Feasibility of HER2 molecular imaging of gastric cancer (GC) at probed-based confocal laser endomicroscopy (pCLE)

Background: Immunohistochemical staining of endoscopic biopsy is the main method for evaluating HER2-positive advanced/recurrent GC, but taking at least five biopsy specimens is recommended because of its highly heterogeneous expression. pCLE enables in vivo real-time microscopic observation with fluorescein. We aimed to determine the feasibility of molecular imaging of HER2 expression with a FITC-labeled HER2 monoclonal antibody at pCLE.

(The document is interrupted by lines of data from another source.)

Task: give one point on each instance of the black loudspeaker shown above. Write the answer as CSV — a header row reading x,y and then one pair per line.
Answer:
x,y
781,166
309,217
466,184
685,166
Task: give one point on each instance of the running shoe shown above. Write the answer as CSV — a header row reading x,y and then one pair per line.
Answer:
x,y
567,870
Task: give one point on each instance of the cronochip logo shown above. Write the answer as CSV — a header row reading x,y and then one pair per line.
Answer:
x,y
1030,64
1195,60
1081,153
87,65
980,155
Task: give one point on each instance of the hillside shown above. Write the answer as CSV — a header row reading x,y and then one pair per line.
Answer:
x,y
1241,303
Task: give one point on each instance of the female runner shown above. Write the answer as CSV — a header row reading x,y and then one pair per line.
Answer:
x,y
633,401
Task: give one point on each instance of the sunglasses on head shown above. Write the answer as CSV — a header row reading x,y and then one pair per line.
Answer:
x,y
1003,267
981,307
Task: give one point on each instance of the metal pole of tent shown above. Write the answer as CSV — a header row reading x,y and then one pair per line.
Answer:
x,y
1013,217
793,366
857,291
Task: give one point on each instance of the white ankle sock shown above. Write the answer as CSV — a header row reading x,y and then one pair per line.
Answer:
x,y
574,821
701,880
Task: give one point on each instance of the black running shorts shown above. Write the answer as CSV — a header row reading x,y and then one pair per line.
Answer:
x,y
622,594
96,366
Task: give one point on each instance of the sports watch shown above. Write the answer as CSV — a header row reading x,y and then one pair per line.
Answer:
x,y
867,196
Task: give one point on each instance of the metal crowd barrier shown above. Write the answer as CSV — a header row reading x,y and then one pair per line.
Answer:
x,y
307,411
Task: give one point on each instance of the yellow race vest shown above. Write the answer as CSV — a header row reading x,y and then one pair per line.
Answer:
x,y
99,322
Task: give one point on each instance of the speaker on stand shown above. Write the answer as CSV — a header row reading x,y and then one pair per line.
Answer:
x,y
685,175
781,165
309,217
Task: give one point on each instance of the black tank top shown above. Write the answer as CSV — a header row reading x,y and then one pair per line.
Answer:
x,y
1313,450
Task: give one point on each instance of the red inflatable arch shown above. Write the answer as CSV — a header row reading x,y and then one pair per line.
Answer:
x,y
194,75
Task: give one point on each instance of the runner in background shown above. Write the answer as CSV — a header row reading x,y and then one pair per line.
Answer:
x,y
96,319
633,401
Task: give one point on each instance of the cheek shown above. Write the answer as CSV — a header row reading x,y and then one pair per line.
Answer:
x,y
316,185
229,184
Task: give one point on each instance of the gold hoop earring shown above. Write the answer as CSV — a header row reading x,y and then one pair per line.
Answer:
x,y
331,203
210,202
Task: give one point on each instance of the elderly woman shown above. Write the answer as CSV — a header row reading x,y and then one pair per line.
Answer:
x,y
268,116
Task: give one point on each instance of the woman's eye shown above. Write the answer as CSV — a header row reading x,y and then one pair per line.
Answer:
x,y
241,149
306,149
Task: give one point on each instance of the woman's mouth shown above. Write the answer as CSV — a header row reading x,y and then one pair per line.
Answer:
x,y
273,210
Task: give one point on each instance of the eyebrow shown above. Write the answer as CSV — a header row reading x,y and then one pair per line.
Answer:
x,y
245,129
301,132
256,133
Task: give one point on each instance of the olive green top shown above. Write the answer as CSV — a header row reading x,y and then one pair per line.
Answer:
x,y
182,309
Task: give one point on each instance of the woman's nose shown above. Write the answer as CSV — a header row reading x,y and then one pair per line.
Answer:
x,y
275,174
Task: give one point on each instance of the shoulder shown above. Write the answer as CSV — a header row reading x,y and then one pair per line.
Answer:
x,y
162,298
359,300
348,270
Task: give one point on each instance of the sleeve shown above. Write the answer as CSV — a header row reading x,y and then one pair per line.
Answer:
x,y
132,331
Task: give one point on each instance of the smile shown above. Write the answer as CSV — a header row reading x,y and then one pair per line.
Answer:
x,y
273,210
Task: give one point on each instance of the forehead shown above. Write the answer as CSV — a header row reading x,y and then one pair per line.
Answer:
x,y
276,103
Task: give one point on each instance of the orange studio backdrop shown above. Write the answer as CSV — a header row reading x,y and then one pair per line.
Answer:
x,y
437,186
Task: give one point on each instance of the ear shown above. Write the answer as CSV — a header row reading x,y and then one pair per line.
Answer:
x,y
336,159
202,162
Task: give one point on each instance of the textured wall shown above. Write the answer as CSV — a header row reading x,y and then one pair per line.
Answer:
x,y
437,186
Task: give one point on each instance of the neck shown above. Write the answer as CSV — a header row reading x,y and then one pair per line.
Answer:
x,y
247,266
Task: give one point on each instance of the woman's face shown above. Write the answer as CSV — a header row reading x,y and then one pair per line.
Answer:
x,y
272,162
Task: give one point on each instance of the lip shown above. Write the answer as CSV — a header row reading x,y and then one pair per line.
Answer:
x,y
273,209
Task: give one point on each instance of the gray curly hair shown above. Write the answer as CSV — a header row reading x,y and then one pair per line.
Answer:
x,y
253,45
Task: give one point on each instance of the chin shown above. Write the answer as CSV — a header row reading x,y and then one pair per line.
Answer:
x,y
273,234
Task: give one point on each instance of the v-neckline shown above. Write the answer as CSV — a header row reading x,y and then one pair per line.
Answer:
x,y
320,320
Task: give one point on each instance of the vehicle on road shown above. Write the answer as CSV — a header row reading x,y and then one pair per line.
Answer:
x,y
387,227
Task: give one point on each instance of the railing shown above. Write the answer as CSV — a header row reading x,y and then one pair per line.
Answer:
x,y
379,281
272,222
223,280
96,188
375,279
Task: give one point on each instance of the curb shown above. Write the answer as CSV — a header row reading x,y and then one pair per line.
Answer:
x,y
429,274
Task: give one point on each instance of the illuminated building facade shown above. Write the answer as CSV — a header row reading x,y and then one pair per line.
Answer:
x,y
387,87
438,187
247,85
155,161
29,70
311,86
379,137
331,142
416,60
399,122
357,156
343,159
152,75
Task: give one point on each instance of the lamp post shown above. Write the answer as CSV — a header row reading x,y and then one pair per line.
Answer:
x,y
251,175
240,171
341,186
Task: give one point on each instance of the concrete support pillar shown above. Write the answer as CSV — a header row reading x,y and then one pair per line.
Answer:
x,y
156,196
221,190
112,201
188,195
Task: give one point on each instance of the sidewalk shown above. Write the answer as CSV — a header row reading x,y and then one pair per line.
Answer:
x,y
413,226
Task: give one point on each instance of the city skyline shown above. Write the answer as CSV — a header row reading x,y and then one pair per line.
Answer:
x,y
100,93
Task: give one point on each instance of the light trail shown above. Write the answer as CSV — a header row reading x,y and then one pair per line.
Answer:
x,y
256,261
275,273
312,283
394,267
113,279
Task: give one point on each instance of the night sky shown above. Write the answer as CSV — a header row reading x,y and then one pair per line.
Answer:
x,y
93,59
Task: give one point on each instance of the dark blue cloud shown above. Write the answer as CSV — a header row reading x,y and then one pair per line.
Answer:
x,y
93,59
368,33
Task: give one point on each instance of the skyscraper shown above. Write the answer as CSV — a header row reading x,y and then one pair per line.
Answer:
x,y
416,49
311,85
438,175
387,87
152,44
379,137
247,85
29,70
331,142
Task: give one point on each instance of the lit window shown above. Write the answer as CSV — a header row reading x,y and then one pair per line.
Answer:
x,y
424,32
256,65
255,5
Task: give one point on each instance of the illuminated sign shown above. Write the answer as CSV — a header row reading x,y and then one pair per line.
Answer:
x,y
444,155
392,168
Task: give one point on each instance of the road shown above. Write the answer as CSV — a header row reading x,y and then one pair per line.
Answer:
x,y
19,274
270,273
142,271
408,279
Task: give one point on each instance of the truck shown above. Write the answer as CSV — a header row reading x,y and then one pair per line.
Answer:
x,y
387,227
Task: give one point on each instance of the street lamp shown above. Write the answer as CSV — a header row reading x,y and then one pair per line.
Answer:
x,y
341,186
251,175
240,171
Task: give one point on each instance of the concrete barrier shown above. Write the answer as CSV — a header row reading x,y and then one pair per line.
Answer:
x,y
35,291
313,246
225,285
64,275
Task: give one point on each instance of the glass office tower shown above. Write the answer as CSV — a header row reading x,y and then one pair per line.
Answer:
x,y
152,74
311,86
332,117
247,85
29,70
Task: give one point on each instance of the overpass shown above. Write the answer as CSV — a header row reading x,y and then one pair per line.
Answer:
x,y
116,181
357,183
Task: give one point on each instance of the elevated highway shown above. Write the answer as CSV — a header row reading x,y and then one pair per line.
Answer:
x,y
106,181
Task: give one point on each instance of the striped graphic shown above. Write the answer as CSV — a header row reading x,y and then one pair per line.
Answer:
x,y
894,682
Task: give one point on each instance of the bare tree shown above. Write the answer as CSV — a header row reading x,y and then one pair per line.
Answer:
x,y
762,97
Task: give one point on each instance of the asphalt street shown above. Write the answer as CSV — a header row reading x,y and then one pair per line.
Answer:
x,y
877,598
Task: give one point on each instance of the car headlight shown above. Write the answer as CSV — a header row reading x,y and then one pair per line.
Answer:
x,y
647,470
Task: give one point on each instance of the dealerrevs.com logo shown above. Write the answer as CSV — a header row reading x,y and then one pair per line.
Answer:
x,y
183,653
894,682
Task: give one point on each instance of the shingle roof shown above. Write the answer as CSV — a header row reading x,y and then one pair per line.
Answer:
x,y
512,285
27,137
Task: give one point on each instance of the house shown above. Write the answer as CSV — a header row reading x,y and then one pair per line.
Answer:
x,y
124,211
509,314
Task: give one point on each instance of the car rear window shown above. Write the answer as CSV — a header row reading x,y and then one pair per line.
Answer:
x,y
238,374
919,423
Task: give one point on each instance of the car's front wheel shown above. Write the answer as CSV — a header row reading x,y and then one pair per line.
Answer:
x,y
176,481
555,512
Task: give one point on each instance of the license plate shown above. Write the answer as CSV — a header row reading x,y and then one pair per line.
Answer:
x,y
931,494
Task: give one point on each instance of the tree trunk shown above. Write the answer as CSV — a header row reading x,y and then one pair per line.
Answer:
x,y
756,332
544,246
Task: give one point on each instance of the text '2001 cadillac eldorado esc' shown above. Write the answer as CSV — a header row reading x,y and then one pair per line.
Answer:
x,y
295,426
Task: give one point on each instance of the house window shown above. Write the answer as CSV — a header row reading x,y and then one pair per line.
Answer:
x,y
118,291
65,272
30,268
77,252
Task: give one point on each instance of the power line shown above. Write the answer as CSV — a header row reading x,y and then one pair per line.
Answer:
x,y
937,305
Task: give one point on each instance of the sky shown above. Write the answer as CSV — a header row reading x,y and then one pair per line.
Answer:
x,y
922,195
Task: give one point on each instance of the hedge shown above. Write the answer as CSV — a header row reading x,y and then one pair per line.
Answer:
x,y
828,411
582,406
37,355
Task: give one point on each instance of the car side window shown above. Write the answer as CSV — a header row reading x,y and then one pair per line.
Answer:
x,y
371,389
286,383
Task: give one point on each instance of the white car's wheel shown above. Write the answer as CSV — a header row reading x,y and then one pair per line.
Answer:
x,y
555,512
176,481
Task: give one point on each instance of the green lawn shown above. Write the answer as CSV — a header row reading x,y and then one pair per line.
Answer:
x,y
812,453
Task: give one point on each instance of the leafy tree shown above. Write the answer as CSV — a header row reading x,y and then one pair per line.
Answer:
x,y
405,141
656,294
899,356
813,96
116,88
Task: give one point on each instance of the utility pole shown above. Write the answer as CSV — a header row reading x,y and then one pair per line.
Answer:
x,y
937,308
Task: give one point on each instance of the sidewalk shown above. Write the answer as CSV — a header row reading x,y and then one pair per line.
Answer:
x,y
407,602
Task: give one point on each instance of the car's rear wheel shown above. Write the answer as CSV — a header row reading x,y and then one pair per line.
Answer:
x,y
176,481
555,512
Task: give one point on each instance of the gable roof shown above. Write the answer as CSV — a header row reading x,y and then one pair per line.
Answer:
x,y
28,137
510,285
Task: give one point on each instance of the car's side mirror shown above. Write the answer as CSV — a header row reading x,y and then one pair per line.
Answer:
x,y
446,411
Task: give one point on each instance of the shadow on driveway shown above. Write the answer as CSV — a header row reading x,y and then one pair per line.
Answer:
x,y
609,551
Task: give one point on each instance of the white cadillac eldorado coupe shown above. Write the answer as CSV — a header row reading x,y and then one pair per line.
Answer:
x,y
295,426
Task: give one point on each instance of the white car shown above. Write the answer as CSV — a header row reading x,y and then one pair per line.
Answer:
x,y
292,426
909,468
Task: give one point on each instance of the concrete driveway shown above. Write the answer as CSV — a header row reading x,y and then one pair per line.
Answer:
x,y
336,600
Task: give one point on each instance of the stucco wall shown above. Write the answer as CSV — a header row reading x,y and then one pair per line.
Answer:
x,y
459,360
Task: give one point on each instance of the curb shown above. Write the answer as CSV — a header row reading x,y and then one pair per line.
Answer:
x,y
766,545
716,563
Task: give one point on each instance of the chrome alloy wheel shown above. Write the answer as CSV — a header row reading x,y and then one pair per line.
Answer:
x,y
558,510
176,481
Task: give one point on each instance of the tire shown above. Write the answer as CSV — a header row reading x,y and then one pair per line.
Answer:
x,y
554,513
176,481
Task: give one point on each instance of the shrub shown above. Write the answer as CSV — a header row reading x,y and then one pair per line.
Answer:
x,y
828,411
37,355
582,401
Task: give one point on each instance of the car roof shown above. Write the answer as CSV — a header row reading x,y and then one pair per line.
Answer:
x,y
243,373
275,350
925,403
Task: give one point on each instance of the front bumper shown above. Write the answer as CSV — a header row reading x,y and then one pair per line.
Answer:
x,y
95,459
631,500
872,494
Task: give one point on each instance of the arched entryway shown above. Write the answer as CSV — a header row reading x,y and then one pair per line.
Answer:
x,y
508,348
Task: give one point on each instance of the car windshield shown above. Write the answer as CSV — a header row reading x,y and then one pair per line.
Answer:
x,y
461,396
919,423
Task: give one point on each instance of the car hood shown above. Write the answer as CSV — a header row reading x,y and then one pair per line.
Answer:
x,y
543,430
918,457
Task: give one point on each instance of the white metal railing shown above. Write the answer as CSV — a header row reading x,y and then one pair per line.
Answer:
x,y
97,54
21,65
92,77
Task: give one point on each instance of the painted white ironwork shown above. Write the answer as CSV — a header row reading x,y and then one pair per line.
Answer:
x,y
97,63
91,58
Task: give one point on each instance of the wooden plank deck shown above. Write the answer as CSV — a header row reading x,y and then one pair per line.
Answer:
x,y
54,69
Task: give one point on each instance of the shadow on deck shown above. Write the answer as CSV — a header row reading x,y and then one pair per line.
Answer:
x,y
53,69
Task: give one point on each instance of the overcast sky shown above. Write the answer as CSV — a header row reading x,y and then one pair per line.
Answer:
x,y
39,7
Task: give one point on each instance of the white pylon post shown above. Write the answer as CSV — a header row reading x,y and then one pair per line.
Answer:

Methods: Two human gastric cancer cell lines (MKN7; HER2 2+, MKN28; HER2-), one breast cancer cell line (SK-BR-3-Luc; HER2 3+), and biopsy specimens taken from GC and surrounding noncancerous mucosa of patients (n=4) with HER2-positive GC were used in this study. The cultured cell lines or biopsy specimen were incubated with FITC-labeled HER2 antibody. After washing, the cell lines and biopsy specimens were directly observed at pCLE. To validate these findings, fluorescent stereomicroscopic observation and immunohistochemical staining of formalin-fixed tissue were performed.
Results: The cell membrane was stained with strong intensity in SK-BR-3-luc, and moderate intensity in MKN-7. No fluorescence signal was detected in MKN28. Network-like staining was observed on the cell surface of biopsy specimens from HER2-positive GC at pCLE, but not on the noncancerous mucosa. These findings were consistent with fluorescent stereomicroscopic imaging and immunohistochemical staining.
Conclusions: Real-time molecular imaging of HER2 at pCLE is expected to contribute to minimally invasive and highly accurate diagnosis for HER2-positive GC.